Risk Management

Big Data Makes for Smarter Risk Management

CFOs can draw upon insights gleaned from Big Data to predict where things may go wrong and devise proactive strategies to get back on course.
William FuesslerJune 28, 2013

From the smallest business decisions to the largest ones, risk influences all that we do. But taking a risk is not exactly like spinning a roulette wheel, where luck is the primary ingredient for success. With use of the right tools, risks can carefully be calculated, controlled and managed, greatly reducing the variable of bad luck.

Many successful CFOs today are accounting for the impact of outside forces – from regulatory changes, interest rates, supply chain and other operational events to natural disasters and even consumer sentiment – to inform, shape and govern their corporate strategies.

While the nature of the finance function has historically been to analyze past performance, risk is inherently forward-looking. CFOs must move beyond their traditional domain and use performance indicators and risk to predict the future. By discovering hidden patterns of risk rooted within their ledgers and spreadsheets – and integrating risk with financial management – CFOs can provide critical linkages between strategy and execution and stay ahead of the curve.

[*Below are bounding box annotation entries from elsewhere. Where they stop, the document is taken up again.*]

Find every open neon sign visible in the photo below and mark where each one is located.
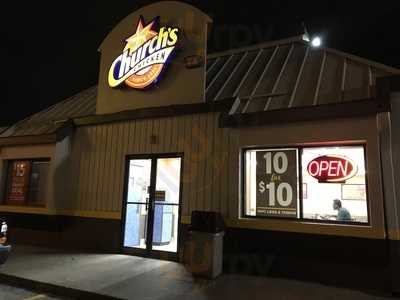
[307,155,358,183]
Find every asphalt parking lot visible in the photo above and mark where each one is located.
[0,284,66,300]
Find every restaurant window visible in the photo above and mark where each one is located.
[4,159,50,206]
[243,146,369,224]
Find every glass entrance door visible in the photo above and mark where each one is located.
[123,155,181,256]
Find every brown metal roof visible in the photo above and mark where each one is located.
[206,37,400,114]
[0,36,400,138]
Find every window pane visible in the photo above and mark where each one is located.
[244,148,299,218]
[302,146,368,223]
[28,161,49,205]
[155,157,181,204]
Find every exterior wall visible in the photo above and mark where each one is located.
[64,113,230,216]
[65,113,385,239]
[0,144,55,214]
[378,93,400,292]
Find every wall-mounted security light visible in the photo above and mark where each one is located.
[311,36,322,48]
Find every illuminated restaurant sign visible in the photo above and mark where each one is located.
[108,17,179,89]
[307,155,357,183]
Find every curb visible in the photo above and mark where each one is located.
[0,273,123,300]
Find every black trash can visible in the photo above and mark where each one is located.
[0,245,11,266]
[185,211,225,279]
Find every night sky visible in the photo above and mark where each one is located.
[0,0,400,126]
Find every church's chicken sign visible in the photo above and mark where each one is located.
[108,17,179,89]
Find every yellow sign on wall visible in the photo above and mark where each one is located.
[108,17,179,89]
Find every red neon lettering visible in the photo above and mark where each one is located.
[308,160,319,176]
[307,155,357,182]
[328,160,339,176]
[319,160,329,176]
[338,160,349,176]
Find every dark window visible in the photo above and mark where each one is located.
[4,159,50,206]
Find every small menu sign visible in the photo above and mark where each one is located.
[7,161,31,203]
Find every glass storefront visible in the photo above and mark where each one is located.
[243,145,369,223]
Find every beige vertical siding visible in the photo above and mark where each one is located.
[62,113,384,238]
[65,113,229,215]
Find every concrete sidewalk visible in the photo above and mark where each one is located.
[0,245,393,300]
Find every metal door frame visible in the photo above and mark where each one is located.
[120,152,183,261]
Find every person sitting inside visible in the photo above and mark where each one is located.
[333,199,351,221]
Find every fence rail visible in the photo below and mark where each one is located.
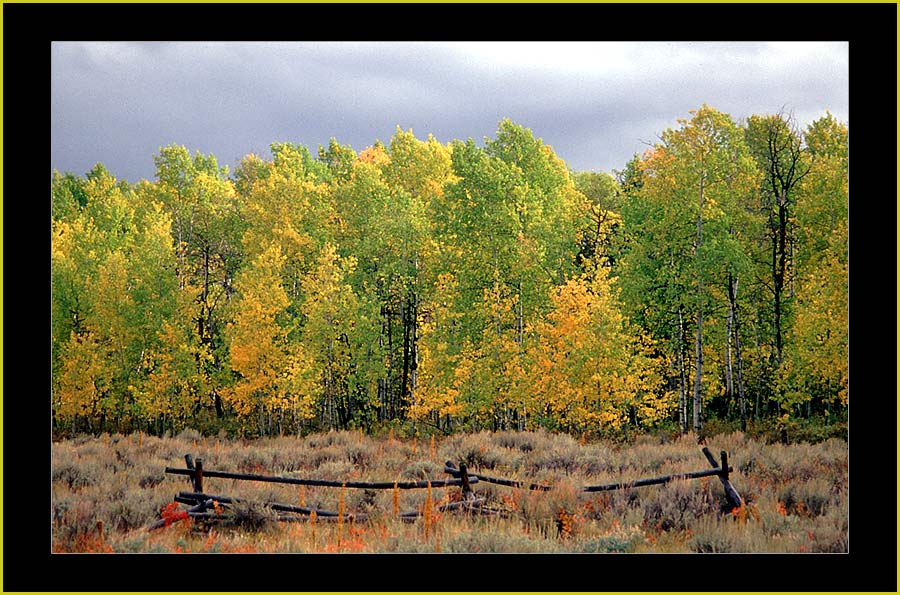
[149,446,743,530]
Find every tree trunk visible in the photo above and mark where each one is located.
[693,310,703,434]
[728,275,747,432]
[676,306,687,435]
[694,175,704,434]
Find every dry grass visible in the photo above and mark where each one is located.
[51,431,849,553]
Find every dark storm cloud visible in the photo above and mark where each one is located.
[51,42,849,181]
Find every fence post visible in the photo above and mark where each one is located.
[194,459,203,494]
[459,462,472,500]
[703,446,744,508]
[184,453,200,493]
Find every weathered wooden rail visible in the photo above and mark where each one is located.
[149,447,743,530]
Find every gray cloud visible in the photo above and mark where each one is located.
[51,42,849,181]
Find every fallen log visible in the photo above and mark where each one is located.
[582,469,722,492]
[444,461,550,492]
[147,498,213,531]
[703,446,744,509]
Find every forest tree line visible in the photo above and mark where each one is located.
[51,105,849,436]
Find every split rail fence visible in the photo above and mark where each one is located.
[149,447,743,530]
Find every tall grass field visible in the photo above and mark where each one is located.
[51,430,849,553]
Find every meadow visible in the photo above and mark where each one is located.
[51,430,849,553]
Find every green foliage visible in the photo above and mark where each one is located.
[50,113,849,438]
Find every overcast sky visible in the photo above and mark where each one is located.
[50,42,849,182]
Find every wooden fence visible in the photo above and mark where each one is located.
[149,447,743,530]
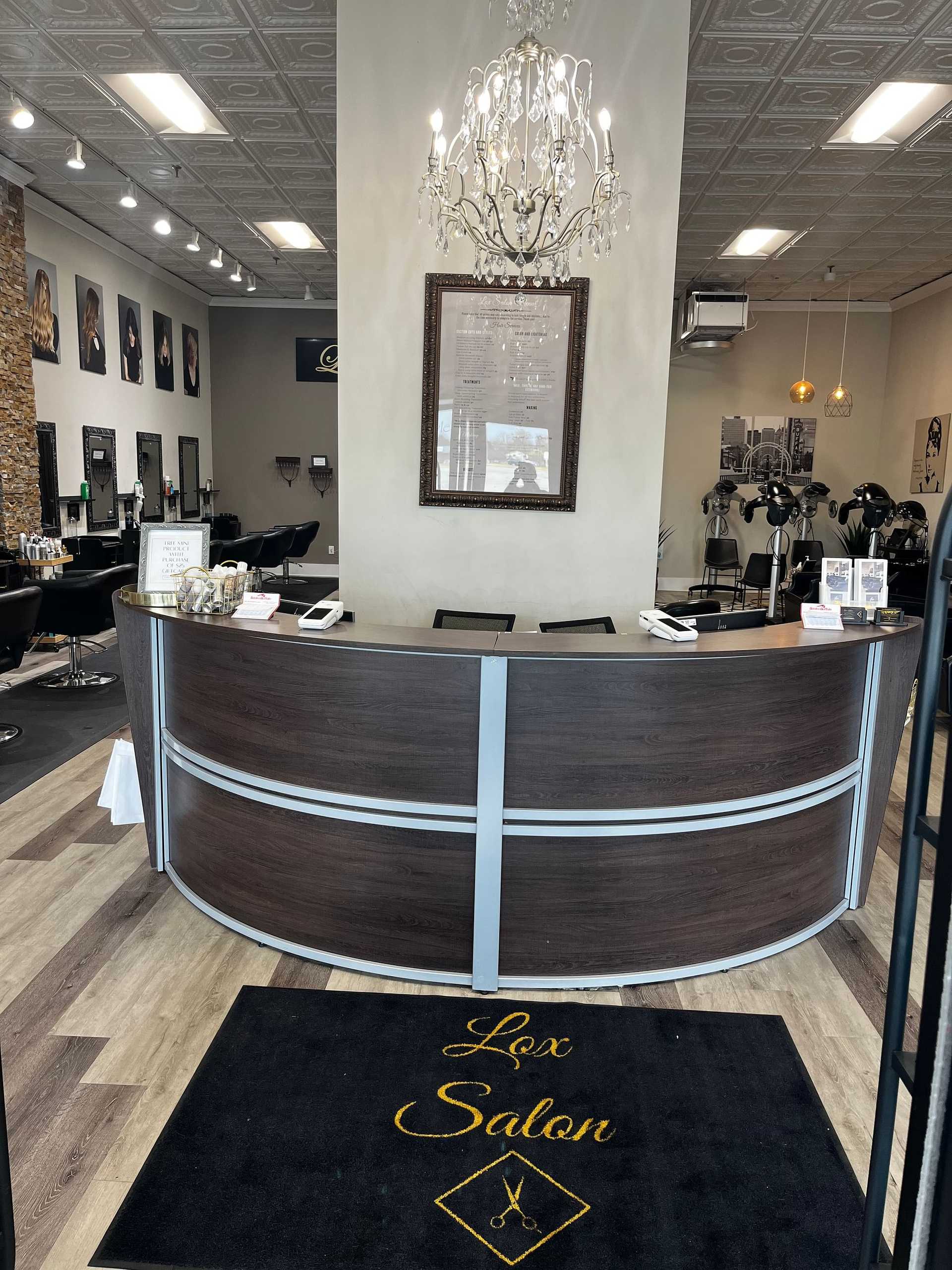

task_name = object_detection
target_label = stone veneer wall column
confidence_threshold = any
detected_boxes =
[0,179,39,546]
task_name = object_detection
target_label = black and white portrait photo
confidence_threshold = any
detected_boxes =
[152,310,175,392]
[27,252,60,365]
[119,296,142,383]
[76,274,105,375]
[909,414,952,494]
[181,325,202,396]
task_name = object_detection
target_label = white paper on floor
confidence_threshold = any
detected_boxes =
[99,740,146,824]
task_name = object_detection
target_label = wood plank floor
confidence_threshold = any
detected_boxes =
[0,728,947,1270]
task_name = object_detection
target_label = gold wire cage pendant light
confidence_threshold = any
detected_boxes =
[824,283,853,419]
[789,296,816,405]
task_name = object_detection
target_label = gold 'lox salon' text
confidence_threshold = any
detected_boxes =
[394,1011,614,1142]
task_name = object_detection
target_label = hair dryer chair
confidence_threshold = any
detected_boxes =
[839,480,896,560]
[744,480,801,621]
[701,480,745,538]
[896,498,929,551]
[797,480,838,542]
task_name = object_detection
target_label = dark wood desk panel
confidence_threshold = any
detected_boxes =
[499,790,853,977]
[165,622,480,805]
[169,763,476,973]
[505,636,868,809]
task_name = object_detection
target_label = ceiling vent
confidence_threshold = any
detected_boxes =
[671,291,749,357]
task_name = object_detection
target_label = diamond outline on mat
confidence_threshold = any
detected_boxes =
[433,1150,592,1266]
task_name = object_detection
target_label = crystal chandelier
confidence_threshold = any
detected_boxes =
[420,0,631,287]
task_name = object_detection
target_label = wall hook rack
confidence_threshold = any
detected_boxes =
[274,454,301,489]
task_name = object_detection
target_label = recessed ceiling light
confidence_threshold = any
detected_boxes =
[255,221,327,252]
[721,227,797,260]
[10,93,33,131]
[829,80,952,146]
[103,72,227,136]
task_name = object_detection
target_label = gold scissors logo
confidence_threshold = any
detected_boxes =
[489,1177,538,1231]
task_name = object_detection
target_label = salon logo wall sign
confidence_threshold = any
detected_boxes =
[394,1010,604,1266]
[302,336,338,383]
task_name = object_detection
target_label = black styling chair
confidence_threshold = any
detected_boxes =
[538,617,616,635]
[661,599,721,617]
[277,521,321,587]
[740,551,787,608]
[255,524,296,584]
[222,533,264,569]
[0,587,43,742]
[36,564,138,689]
[433,608,515,631]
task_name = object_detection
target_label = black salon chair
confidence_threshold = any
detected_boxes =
[740,551,787,608]
[0,587,43,746]
[276,521,321,587]
[255,524,295,584]
[538,617,616,635]
[63,533,122,573]
[433,608,515,631]
[660,599,721,617]
[224,533,264,569]
[36,564,138,689]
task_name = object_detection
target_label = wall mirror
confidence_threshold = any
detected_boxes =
[179,437,199,521]
[37,423,62,535]
[136,432,165,522]
[82,427,119,533]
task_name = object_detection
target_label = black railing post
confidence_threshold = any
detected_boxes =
[859,494,952,1270]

Since every risk comes home to roost in a financial number between the lines of the balance sheet, CFOs are playing a much larger role in risk management. They increasingly are influencing, setting and driving corporate risk strategies, working closely with the chief risk officer and chief operating officer. Armed with financial and operational data that can inform decisions, CFOs are in position today to help their organizations avert roadblocks and wrong turns, as well guide the business down new paths of profitability.

The Power of Predictive Technologies
Forward-looking CFOs are using insights gleaned from Big Data and predictive-analytics technologies to accelerate business performance. By embracing a data-driven approach, CFOs can influence major, strategic corporate decisions involving acquisitions, divestitures, demand planning and forecasting, new markets and more.

Today’s predictive risk models can be enormously helpful to anticipate and control levers of uncertainty by using “what-if” scenarios to determine specific outcomes. CFOs can draw upon Big Data insights to predict where things may go wrong, and then devise a proactive strategy to get back on course.

For example, if a CFO notices that customer retention is on the decline by analyzing social media chatter, he/she can make a new directive for the business to implement new loyalty programs. By using customer data as a leading performance indicator, the CFO can spearhead smarter growth strategies.

Alternatively, CFOs can use Big Data insights to instill innovation and open up new channels of growth. One CFO of a national auto supplier company triangulated Department of Motor Vehicles driving data against its customer database to modify the corporate sales strategy to increase sales by 20 percent.

Looking Past the Rearview Mirror
To fully understand its risk position, a CFO of a pharmaceutical company could consider looking at large amounts of unstructured data – such as comments on social media or international news – to supplement its financial analysis. This could include using sentiment analysis to validate a result predicted by a financial model, or identifying a new drug regulation change in a foreign country that could restrict the company’s overall market potential.

Every company needs to have a C-suite leader in place to understand the costs and benefits of assessing risk across financial, pricing, customers, competitive, costs and security functions. The CFO can be the objective voice in the organization to do that.

The beauty of Big Data and analytics is that it has the power to reveal the opportunity cost of not taking a risk. To stimulate growth, businesses must be disciplined about what markets and industries that they chose to invest in, and those they do not.

As the CFO’s role is on the verge of change, finance professionals have an opportunity to become more than just the corporate scorekeepers. By using Big Data to manage risk, the CFO can emerge as a true power player in the C-Suite for strategic decision making.

William Fuessler is the financial strategy and transformation leader at IBM.